Always get a complete weather briefing. Talk to a briefer and use other sources such as the AOPA Web site ( www.aopa.org/members/wx ), The Weather Channel, DUATS, and telephone access to AWOS. Regardless of how the weather looks from your window, if the forecast predicts bad weather, believe it.
Remember that you don't get any points for almost landing safely. Don't let others' boasts about their crosswind landing skills keep you from choosing a runway more in line with the wind - even if it's at another airport. Instead of pushing your luck, get with your instructor to hone those crosswind skills.
Remember that flying is supposed to be fun. If you aren't comfortable flying in wind, turbulence, or snow, don't do it. Enlist the services of your flight instructor to stretch your comfort envelope.

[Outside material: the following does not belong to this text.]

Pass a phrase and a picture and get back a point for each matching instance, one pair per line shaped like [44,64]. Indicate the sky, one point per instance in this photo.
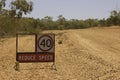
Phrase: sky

Make every flight predictable. Predictability is a result of good flight planning. That doesn't mean things can't go wrong. But good planning does reduce the risk of DPE (dumb pilot error).
Know your limitations and stay within them. Set personal minimums and use them. You can expand the boundaries as you gain experience.
Always leave yourself a way out. When you plan a cross-country flight, know where the weather is good and how long it's supposed to stay that way. If you're planning to fly IFR, be sure to ask the briefer, "Where's the closest VFR weather?"
Hold onto your convictions. Be ready to take the escape route, no matter how inconvenient it may be. The cost for failing to do so could be your life.
Years have passed since I made that trip to Albany, and in retrospect I am firmly convinced that my decision to divert, to use the safety net, was the right one. Had we tried to push on, we might have ended up as three more victims of a dumb pilot error.